Large crowds turned out for Pride marches on Sunday in cities across the world.
In the US, two places most associated with the lesbian, gay, bisexual and transgender rights movement brought a political flavour to the event, sparked by events there almost 50 years ago: New York City and San Francisco.
In New York, the route ended on Christopher Street in Manhattan’s West Village to commemorate the riots that broke out there in 1969 after police raided the Stonewall Inn, a gay bar.
The event is seen as a turning point in the gay rights movement. New York’s first Pride march started close by a year later.
A group of marchers heading down New York’s Fifth Avenue carried photographs of US President Donald Trump and his press secretary, Sean Spicer.
Others waved banners bearing the word ‘Resist’ and the rainbow flag of the Pride movement.
Why are they angry with Trump?
As a candidate, the US president promised to protect gay people. However, his decision in February to revoke the Obama administration’s guidance letting transgender students choose which gender bathroom they use and his executive order last month to promote religious liberty have been seen by some as discriminatory.
Who was there?
Participants included Chelsea Manning, the transgender US Army soldier who served seven years in prison for leaking classified data before former President Barack Obama granted her clemency.

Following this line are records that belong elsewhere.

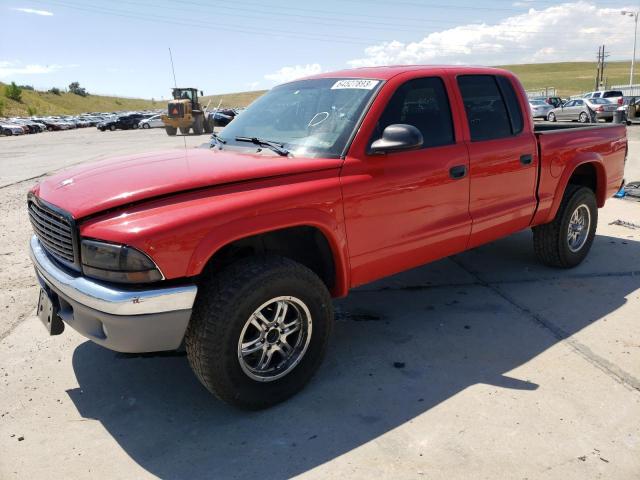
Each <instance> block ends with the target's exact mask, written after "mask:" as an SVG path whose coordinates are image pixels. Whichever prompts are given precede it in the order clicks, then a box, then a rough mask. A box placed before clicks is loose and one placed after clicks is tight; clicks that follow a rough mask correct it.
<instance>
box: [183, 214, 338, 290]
mask: <svg viewBox="0 0 640 480" xmlns="http://www.w3.org/2000/svg"><path fill="white" fill-rule="evenodd" d="M267 254H271V255H279V256H283V257H286V258H290V259H291V260H294V261H297V262H299V263H301V264H303V265H305V266H306V267H308V268H309V269H311V270H312V271H314V272H315V273H316V274H317V275H318V276H319V277H320V278H321V279H322V281H323V282H324V283H325V285H326V286H327V288H328V289H329V291H330V292H331V294H332V296H334V297H341V296H344V295H346V294H347V292H348V285H349V280H348V266H347V265H348V264H347V254H346V242H345V240H344V236H342V235H339V236H337V235H336V229H335V228H328V227H327V226H326V225H324V224H320V223H317V222H300V223H295V224H288V225H281V226H279V227H275V228H274V227H271V228H263V229H257V230H253V229H246V230H243V229H236V231H235V232H233V233H232V234H231V235H226V236H225V238H224V240H222V239H221V238H220V237H219V236H218V237H216V236H215V234H214V235H213V236H207V237H206V238H205V239H203V240H202V241H201V242H200V245H199V246H198V248H197V249H196V250H195V251H194V254H193V255H192V257H191V261H190V262H189V267H188V270H189V272H188V274H189V275H199V274H202V273H203V272H206V271H207V270H210V269H219V268H223V267H225V266H226V265H229V264H231V263H233V262H235V261H237V260H239V259H241V258H246V257H247V256H251V255H267Z"/></svg>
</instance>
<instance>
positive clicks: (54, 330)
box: [28, 66, 627, 408]
mask: <svg viewBox="0 0 640 480" xmlns="http://www.w3.org/2000/svg"><path fill="white" fill-rule="evenodd" d="M206 147H207V148H198V149H185V150H172V151H169V152H166V153H152V154H146V155H136V156H131V157H126V158H119V159H115V160H111V161H103V162H99V163H92V164H89V165H84V166H81V167H78V168H73V169H71V170H67V171H64V172H62V173H58V174H56V175H53V176H51V177H48V178H46V179H45V180H43V181H42V182H41V183H39V184H38V185H36V186H35V187H34V188H33V189H32V191H31V192H30V194H29V196H28V210H29V215H30V218H31V222H32V225H33V229H34V233H35V235H34V236H33V237H32V239H31V257H32V259H33V262H34V264H35V267H36V273H37V276H38V279H39V281H40V284H41V286H42V290H41V294H40V300H39V306H38V312H39V315H40V317H41V319H42V320H43V322H44V323H45V325H46V326H47V327H48V329H49V331H50V333H51V334H57V333H60V332H61V331H62V330H63V329H64V325H65V324H67V325H69V326H71V327H72V328H74V329H75V330H77V331H78V332H80V333H81V334H82V335H84V336H86V337H87V338H89V339H91V340H93V341H94V342H96V343H98V344H100V345H103V346H105V347H107V348H110V349H113V350H116V351H122V352H151V351H162V350H172V349H177V348H179V347H180V346H181V345H182V344H184V345H185V346H186V351H187V356H188V359H189V362H190V364H191V366H192V368H193V370H194V372H195V373H196V375H197V377H198V378H199V379H200V381H201V382H202V383H203V384H204V386H205V387H206V388H207V389H209V390H210V391H211V392H212V393H214V394H215V395H217V396H218V397H219V398H221V399H222V400H224V401H227V402H229V403H232V404H235V405H238V406H240V407H244V408H262V407H266V406H269V405H272V404H274V403H277V402H280V401H282V400H284V399H286V398H287V397H289V396H291V395H292V394H294V393H295V392H296V391H298V390H299V389H301V388H302V387H303V385H304V384H305V383H306V382H307V381H308V380H309V379H310V378H311V376H312V375H313V374H314V372H315V371H316V370H317V368H318V366H319V365H320V362H321V360H322V357H323V353H324V351H325V347H326V345H327V341H328V338H329V334H330V332H331V326H332V321H333V311H332V301H331V297H342V296H345V295H347V293H348V292H349V290H350V289H351V288H354V287H357V286H358V285H362V284H364V283H367V282H371V281H373V280H376V279H379V278H381V277H384V276H387V275H391V274H394V273H397V272H400V271H402V270H406V269H409V268H412V267H416V266H418V265H422V264H425V263H427V262H431V261H433V260H437V259H440V258H443V257H446V256H448V255H453V254H456V253H458V252H462V251H464V250H467V249H470V248H473V247H476V246H478V245H482V244H484V243H487V242H490V241H492V240H495V239H497V238H500V237H504V236H505V235H509V234H512V233H514V232H517V231H519V230H522V229H525V228H533V244H534V245H533V247H534V249H535V253H536V255H537V257H538V258H539V259H540V261H542V262H543V263H545V264H547V265H550V266H554V267H560V268H569V267H573V266H576V265H578V264H579V263H580V262H581V261H582V260H583V259H584V258H585V256H586V255H587V252H588V251H589V249H590V247H591V243H592V241H593V238H594V235H595V231H596V224H597V218H598V207H602V206H603V205H604V203H605V200H606V199H607V198H609V197H611V196H612V195H613V194H614V193H615V192H616V191H617V190H618V189H619V188H620V187H621V185H622V183H623V172H624V165H625V161H626V155H627V140H626V130H625V127H624V126H619V125H596V126H587V127H585V126H577V127H576V126H573V125H559V124H553V125H550V124H549V125H536V126H535V127H534V123H533V120H532V119H531V118H530V115H529V106H528V103H527V97H526V95H525V93H524V91H523V88H522V86H521V85H520V82H519V81H518V80H517V79H516V77H515V76H514V75H512V74H511V73H509V72H507V71H504V70H499V69H492V68H471V67H451V66H449V67H431V66H401V67H381V68H363V69H358V70H347V71H341V72H334V73H326V74H321V75H317V76H313V77H309V78H306V79H303V80H298V81H294V82H290V83H287V84H284V85H280V86H278V87H276V88H274V89H272V90H271V91H270V92H269V93H267V94H265V95H264V96H263V97H261V98H260V99H258V100H257V101H255V102H254V103H253V104H252V105H251V106H250V107H249V108H248V109H247V110H246V111H245V112H243V113H242V114H241V115H239V116H238V117H237V118H236V119H235V120H234V121H233V122H232V123H230V124H229V125H228V126H227V127H226V128H225V129H224V130H223V131H222V132H221V133H219V134H214V135H213V136H212V138H211V144H210V145H208V146H206Z"/></svg>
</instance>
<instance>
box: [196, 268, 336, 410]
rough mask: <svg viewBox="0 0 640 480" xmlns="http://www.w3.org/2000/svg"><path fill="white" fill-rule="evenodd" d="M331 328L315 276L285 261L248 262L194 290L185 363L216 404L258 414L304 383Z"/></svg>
mask: <svg viewBox="0 0 640 480" xmlns="http://www.w3.org/2000/svg"><path fill="white" fill-rule="evenodd" d="M332 324H333V309H332V304H331V297H330V296H329V292H328V291H327V288H326V286H325V285H324V283H322V281H321V280H320V279H319V278H318V276H317V275H315V274H314V273H313V272H312V271H311V270H309V269H308V268H306V267H305V266H303V265H301V264H299V263H296V262H294V261H292V260H289V259H286V258H282V257H252V258H248V259H244V260H240V261H238V262H236V263H234V264H232V265H231V266H229V267H227V268H226V269H224V270H223V271H221V272H216V273H214V274H212V275H210V276H208V278H205V279H204V281H203V283H202V285H200V286H199V289H198V296H197V298H196V302H195V304H194V309H193V314H192V316H191V321H190V323H189V328H188V329H187V333H186V336H185V344H186V349H187V356H188V358H189V363H190V364H191V368H192V369H193V371H194V372H195V374H196V376H197V377H198V379H199V380H200V381H201V382H202V384H203V385H204V386H205V387H206V388H207V389H208V390H209V391H210V392H212V393H213V394H214V395H216V396H217V397H218V398H220V399H221V400H223V401H225V402H227V403H230V404H232V405H235V406H238V407H241V408H248V409H260V408H265V407H269V406H271V405H274V404H276V403H279V402H282V401H283V400H286V399H287V398H289V397H290V396H292V395H293V394H295V393H296V392H298V391H299V390H300V389H301V388H302V387H304V385H305V384H306V383H307V382H308V381H309V380H310V379H311V377H312V376H313V374H314V373H315V372H316V370H317V369H318V367H319V366H320V363H321V362H322V358H323V356H324V352H325V349H326V346H327V342H328V339H329V334H330V332H331V327H332Z"/></svg>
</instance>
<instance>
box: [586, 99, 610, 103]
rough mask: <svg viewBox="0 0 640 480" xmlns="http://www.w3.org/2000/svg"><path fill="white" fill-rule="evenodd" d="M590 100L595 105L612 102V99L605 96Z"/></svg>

The New York march’s grand marshals this year included the American Civil Liberties Union, which was chosen for its history of litigation defending gay rights.

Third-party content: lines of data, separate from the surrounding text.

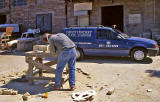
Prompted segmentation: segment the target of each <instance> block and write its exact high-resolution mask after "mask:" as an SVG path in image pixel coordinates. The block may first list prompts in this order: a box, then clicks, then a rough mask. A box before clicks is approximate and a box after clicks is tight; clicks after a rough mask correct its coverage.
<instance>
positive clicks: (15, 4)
mask: <svg viewBox="0 0 160 102" xmlns="http://www.w3.org/2000/svg"><path fill="white" fill-rule="evenodd" d="M23 5H27V1H26V0H13V6H23Z"/></svg>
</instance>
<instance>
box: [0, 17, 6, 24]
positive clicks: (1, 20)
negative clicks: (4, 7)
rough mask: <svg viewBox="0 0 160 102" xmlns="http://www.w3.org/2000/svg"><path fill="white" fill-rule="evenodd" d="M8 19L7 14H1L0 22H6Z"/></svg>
mask: <svg viewBox="0 0 160 102" xmlns="http://www.w3.org/2000/svg"><path fill="white" fill-rule="evenodd" d="M6 21H7V16H6V15H0V24H5V23H6Z"/></svg>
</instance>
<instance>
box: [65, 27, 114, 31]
mask: <svg viewBox="0 0 160 102" xmlns="http://www.w3.org/2000/svg"><path fill="white" fill-rule="evenodd" d="M99 28H101V29H109V30H113V29H112V28H111V27H69V28H64V29H99Z"/></svg>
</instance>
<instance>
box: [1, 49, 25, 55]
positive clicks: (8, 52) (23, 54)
mask: <svg viewBox="0 0 160 102" xmlns="http://www.w3.org/2000/svg"><path fill="white" fill-rule="evenodd" d="M0 55H16V56H25V52H17V51H12V52H11V51H7V50H6V51H1V52H0Z"/></svg>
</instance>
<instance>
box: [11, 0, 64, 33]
mask: <svg viewBox="0 0 160 102" xmlns="http://www.w3.org/2000/svg"><path fill="white" fill-rule="evenodd" d="M47 13H51V14H52V32H53V33H56V32H60V31H61V30H62V28H64V27H65V26H66V24H65V19H66V16H65V2H64V0H45V2H42V3H38V2H36V0H27V5H24V6H17V7H13V6H12V8H11V23H18V24H21V25H22V28H23V31H26V30H27V29H28V28H33V29H34V28H36V16H37V14H47Z"/></svg>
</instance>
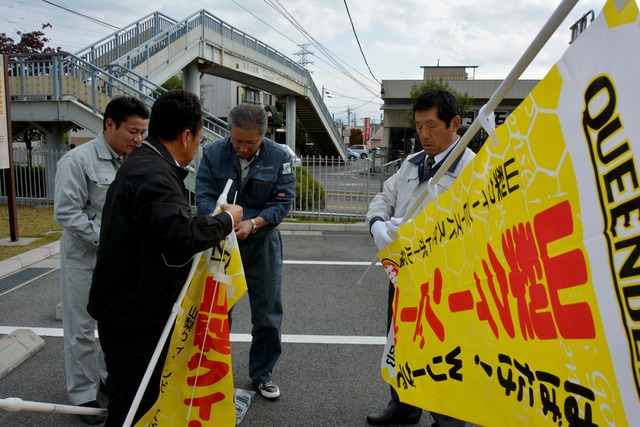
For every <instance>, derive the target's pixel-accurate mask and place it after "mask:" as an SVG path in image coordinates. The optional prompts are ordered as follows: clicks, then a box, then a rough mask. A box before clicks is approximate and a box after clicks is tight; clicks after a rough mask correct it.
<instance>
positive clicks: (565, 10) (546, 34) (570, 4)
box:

There were also Brooke Guinan, a transgender woman who works as a firefighter in the city and Geng Le, a gay rights activist from China.
What they are saying
“Honoured to represent the ACLU at this year’s NYC Pride March. Starting to lose my voice from screaming so much,” – Chelsea Manning.
“He already rolled back rights for transgender students, for example, and the list is on and on,” – New York State Democratic lawmaker Brad Hoylman targets Trump.